If beer is a continuum of styles, Brewer’s Brown gets very close to a porter, with its chocolate malts coming on strong. It’s big, malty, silky and sweet, and at 5.4 percent alcohol, a beer you could drink any time — with food or on its own.

I found a bottle of Penobscot Bay Brewing’s Meadow Road Wheat at Oak Hill as well. Penobscot Bay is the beer segment of Winterport Winery in Winterport, and I don’t recall tasting its beers.

This beer is unfiltered and has strong flavors of yeast and wheat, but we didn’t get the fruity notes that we expect in such beers. We drank it directly from the car on a cold day, however, and the flavor improved as the beer warmed up. Perhaps we didn’t do it justice.

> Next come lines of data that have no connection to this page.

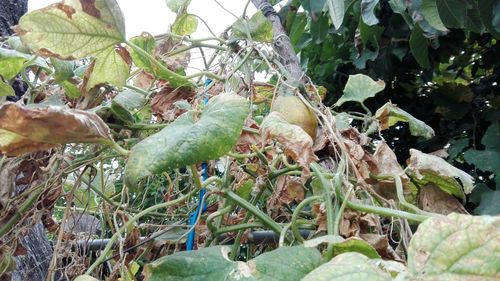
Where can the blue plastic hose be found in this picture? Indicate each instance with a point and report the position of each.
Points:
(193, 217)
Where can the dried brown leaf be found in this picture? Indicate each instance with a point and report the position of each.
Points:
(364, 161)
(381, 244)
(247, 139)
(37, 129)
(387, 164)
(433, 199)
(297, 143)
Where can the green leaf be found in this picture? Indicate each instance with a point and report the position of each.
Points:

Our bottle of Allagash Victor Ale got lost in the back of our refrigerator after a party last October. This is a Belgian with chardonnay grapes added, a very good lightly flavored but complex beer. At 9 percent alcohol, is was perfect for sipping before a dinner of haddock.

Advertisement

In other news, Samuel Adams is beginning its annual Longshot home brew competition this month. Go to SamuelAdams.com to find the rules, and go through your own beer recipes to enter the contest.

And this is what is known as a teaser: As I was finishing this column, right on deadline as often happens, a package arrived in the mail with two 16-ounce tallboys of Narragansett Bock. I have been looking forward to the Bock since I learned that the Narragansett brand was being revived.

The cans were fairly cool, and I was tempted to taste them right at my desk and include them in this week’s tastings. Discretion won out, and you — and I — will have to wait.